This doesn’t mean aliens will come from Venus, though. The researchers said this meant that microorganisms created the gas on the planet, NBC News reports. And that’s about the extent of it.
Scientists have sought to understand how or what phosphine gas was created on Venus. The researchers looked into volcanoes, lightning and even meteorites. Nothing has truly explained it, though, according to NBC News.
- On Earth, microorganisms created the gas by decaying planets and animals.
- The researchers said Venus doesn’t have an atmosphere that could create the gas other than through microorganisms.
Of course, scientists don’t have any physical evidence from Venus.

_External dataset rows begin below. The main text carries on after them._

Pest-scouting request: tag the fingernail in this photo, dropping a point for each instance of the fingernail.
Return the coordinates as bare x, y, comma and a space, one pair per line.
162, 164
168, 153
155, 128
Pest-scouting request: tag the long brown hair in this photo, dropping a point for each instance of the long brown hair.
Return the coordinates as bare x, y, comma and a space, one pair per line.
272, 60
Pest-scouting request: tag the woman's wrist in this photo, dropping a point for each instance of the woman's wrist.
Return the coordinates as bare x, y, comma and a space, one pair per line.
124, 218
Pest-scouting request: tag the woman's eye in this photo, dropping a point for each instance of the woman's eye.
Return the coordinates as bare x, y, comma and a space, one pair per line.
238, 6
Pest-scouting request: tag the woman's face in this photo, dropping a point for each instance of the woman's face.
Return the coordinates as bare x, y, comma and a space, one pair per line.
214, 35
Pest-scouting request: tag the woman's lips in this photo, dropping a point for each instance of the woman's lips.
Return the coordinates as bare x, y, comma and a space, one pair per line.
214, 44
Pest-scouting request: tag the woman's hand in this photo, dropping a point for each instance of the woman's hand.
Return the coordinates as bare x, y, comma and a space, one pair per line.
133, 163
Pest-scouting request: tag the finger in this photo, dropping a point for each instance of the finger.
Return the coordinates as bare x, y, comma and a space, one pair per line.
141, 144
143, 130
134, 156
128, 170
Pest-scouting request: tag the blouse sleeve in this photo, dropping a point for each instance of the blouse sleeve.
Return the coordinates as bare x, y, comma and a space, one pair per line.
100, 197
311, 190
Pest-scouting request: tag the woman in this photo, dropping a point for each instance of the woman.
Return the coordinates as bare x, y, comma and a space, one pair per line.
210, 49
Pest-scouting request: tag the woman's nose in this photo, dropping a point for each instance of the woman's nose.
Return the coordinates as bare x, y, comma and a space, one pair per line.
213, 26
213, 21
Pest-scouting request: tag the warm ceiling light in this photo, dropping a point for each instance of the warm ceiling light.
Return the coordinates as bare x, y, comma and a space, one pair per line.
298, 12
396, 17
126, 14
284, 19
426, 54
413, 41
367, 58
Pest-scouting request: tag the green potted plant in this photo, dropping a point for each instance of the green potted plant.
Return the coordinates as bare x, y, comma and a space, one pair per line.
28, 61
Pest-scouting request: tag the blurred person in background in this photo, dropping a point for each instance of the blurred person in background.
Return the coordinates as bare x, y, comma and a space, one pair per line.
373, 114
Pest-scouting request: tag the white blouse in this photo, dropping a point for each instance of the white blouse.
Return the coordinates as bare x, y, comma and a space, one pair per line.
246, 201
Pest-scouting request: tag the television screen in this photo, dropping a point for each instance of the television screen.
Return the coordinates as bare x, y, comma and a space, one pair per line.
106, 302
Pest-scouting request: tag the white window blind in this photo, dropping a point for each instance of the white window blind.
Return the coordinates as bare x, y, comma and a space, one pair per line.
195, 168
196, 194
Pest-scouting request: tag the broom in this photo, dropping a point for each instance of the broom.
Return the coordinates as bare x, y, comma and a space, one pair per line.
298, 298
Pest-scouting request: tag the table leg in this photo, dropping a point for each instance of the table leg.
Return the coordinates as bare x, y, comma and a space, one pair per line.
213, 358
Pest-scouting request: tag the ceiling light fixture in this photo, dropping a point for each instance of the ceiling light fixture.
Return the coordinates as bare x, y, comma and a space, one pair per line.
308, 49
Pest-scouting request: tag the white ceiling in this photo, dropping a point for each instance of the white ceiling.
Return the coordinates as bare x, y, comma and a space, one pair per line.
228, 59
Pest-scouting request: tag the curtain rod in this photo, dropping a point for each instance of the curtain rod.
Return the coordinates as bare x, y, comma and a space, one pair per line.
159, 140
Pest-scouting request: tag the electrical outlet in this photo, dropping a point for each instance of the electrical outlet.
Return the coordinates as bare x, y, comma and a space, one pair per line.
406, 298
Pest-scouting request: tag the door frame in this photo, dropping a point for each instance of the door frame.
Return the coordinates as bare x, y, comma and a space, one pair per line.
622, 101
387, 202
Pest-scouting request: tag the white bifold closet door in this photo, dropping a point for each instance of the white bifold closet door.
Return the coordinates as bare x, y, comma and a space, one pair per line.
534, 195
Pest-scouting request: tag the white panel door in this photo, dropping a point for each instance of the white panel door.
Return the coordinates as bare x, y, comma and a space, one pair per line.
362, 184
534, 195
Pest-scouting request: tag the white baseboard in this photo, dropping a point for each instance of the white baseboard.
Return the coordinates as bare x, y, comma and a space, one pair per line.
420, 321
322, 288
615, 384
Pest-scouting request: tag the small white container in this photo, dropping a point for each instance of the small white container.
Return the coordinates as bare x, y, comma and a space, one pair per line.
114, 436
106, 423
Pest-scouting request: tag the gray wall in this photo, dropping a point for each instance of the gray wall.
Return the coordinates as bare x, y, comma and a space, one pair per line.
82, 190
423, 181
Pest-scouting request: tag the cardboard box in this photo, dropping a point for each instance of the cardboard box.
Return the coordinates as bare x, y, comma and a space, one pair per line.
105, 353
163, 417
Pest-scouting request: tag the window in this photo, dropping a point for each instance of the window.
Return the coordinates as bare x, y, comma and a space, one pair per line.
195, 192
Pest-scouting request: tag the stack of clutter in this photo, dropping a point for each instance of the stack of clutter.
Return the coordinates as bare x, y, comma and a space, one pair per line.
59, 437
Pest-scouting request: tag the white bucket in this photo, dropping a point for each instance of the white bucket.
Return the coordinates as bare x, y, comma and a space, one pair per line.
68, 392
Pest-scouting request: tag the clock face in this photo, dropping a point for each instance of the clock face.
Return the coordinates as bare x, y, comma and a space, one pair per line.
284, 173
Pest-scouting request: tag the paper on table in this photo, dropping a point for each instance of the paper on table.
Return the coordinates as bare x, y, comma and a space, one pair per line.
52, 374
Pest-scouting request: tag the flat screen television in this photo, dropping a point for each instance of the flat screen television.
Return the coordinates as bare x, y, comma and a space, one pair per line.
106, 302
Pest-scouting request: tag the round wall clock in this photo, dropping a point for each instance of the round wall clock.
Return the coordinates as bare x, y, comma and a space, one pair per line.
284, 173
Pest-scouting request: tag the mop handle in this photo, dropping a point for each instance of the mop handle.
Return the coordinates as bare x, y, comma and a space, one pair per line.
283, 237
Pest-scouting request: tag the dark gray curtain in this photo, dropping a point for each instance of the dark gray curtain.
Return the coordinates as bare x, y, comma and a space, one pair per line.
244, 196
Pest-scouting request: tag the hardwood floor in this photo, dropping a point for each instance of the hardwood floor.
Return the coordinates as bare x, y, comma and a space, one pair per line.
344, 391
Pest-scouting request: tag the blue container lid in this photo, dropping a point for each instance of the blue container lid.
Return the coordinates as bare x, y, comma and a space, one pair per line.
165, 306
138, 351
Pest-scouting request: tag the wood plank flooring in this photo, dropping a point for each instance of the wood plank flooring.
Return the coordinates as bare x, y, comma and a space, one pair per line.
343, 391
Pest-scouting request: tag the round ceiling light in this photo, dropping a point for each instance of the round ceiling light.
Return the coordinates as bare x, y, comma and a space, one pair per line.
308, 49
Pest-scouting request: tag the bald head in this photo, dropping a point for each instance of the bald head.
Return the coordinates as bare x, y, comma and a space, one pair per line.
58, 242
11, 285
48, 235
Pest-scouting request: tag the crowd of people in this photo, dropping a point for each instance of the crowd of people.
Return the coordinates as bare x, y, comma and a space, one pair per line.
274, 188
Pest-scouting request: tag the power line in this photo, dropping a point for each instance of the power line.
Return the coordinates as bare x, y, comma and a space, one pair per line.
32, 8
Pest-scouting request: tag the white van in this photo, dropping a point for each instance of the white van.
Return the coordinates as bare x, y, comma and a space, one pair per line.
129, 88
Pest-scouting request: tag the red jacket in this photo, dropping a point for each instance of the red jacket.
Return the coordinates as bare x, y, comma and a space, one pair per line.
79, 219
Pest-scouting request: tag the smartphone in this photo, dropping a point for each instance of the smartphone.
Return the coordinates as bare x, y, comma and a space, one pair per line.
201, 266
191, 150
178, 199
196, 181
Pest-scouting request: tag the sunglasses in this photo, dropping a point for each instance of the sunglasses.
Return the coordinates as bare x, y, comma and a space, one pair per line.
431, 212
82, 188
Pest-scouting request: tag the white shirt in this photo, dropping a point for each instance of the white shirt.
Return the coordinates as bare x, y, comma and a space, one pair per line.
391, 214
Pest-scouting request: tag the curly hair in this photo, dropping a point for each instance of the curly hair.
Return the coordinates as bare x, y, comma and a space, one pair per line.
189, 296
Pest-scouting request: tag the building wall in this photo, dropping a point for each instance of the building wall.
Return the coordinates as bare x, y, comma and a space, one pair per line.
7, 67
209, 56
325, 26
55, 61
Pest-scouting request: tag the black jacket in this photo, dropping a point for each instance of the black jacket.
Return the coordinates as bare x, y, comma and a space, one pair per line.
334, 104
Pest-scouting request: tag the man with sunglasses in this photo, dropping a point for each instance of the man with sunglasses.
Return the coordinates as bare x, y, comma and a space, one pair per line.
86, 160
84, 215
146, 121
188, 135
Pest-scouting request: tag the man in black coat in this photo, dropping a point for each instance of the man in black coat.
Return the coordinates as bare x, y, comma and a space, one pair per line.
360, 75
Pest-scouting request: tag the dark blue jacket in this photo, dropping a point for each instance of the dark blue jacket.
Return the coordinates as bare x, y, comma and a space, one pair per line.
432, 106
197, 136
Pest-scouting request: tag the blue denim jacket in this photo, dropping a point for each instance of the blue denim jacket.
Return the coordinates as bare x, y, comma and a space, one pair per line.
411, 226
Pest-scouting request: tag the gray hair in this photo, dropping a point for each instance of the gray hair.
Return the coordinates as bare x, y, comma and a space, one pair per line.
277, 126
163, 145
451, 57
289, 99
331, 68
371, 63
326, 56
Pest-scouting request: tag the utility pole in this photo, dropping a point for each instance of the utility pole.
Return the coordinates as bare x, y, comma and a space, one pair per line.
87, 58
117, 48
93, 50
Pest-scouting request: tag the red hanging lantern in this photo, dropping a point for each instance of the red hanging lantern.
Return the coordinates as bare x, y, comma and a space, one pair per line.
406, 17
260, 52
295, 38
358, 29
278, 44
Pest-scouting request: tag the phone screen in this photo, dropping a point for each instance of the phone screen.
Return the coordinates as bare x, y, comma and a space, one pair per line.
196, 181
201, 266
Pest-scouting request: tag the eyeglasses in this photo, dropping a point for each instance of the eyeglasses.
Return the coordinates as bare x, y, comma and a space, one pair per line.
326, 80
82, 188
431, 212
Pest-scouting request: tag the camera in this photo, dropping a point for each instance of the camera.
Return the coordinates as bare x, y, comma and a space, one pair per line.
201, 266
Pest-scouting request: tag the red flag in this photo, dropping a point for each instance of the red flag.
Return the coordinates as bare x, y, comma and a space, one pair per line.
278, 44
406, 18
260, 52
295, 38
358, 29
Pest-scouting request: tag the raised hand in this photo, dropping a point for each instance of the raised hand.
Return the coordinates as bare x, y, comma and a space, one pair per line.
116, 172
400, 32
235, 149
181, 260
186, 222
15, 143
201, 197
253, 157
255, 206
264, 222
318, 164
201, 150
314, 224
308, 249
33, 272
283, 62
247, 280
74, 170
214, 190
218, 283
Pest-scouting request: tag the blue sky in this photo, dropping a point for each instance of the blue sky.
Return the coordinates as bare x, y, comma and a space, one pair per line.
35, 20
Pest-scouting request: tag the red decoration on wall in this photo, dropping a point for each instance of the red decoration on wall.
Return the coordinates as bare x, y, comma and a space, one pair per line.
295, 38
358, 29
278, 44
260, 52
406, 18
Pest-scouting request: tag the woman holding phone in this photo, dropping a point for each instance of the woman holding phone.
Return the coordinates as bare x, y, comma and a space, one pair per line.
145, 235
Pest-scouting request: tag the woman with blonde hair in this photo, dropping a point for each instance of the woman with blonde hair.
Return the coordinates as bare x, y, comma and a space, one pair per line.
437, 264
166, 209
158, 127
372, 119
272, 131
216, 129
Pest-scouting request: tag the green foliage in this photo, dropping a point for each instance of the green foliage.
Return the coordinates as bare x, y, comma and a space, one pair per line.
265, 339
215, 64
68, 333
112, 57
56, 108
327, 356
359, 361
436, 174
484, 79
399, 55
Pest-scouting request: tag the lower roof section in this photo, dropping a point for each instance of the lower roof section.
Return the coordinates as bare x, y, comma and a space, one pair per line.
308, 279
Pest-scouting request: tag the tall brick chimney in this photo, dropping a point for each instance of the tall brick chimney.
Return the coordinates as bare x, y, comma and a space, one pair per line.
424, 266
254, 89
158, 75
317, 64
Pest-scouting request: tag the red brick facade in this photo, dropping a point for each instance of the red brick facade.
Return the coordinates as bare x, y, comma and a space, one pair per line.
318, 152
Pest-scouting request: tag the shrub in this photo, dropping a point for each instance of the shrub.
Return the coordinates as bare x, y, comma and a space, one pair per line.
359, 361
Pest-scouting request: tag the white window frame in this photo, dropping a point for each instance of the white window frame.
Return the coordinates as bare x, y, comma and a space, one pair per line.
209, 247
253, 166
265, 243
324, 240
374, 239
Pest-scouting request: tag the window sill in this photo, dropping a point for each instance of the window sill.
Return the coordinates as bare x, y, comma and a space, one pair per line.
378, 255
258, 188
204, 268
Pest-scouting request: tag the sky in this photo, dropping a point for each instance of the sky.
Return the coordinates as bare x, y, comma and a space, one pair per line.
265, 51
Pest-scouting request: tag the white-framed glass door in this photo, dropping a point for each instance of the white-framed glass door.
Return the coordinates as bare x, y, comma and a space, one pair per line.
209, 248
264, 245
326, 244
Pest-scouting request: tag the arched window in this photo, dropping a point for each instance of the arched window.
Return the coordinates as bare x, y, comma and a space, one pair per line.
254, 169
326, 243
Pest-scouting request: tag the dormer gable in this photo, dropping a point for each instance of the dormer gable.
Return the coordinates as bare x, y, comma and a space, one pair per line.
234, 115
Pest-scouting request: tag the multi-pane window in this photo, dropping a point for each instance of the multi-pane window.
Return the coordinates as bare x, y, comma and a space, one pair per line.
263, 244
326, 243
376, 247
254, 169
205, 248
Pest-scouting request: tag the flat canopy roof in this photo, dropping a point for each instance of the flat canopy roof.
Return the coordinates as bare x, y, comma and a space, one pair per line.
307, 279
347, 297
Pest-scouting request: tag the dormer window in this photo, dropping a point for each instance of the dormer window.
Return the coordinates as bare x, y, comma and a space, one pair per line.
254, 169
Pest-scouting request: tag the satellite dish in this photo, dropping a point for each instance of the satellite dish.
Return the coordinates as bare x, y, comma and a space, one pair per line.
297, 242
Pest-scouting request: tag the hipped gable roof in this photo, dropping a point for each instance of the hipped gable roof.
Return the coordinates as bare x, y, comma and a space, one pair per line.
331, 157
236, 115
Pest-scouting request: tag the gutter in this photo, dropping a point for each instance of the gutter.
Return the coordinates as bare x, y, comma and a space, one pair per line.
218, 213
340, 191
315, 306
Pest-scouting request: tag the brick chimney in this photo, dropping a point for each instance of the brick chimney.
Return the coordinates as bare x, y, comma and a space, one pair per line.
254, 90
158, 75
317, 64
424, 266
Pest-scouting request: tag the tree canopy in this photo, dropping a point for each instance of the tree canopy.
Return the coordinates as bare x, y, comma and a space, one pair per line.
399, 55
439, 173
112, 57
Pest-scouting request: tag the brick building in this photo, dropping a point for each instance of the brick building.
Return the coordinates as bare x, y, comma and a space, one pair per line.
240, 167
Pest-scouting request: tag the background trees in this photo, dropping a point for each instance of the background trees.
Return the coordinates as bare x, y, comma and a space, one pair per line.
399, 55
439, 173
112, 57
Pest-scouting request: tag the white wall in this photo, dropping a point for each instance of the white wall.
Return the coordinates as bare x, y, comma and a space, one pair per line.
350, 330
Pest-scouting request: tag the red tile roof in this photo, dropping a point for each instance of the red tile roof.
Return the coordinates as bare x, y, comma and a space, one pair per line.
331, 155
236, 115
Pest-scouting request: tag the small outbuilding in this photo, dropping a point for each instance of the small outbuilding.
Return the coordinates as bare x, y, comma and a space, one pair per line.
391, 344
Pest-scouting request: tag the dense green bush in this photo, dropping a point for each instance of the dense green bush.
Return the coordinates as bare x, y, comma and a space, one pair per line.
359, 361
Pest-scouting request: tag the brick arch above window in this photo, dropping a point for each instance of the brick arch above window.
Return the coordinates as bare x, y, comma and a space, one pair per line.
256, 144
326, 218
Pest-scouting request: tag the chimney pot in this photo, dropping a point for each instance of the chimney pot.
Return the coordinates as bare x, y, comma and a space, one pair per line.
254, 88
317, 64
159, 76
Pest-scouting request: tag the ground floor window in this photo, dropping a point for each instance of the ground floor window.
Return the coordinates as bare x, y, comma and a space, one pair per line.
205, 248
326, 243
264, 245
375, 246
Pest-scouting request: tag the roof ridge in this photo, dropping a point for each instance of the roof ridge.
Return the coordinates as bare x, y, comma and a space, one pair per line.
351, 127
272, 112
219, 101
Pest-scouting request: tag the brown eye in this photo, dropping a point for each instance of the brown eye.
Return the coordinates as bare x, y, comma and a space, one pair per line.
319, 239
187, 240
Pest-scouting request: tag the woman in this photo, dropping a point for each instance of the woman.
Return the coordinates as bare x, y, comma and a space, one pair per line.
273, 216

They’ve used telescopes to see the chemical, according to The New York Times.
- “We know that it is an extraordinary discovery,” said Clara Sousa-Silva, a molecular astrophysicist at Harvard University, according to The New York Times. “We may not know just how extraordinary without going back to Venus.”
Sarah Stewart Johnson, a planetary scientist and head of the Johnson Biosignatures Lab at Georgetown University, told The New York Times that Venus hasn’t received enough attention in the search for extraterrestrial life.
- “There’s been a lot of buzz about phosphine as a biosignature gas for exoplanets recently. How cool to find it on Venus.”
- “Venus has been ignored by NASA for so long. It’s really a shame.”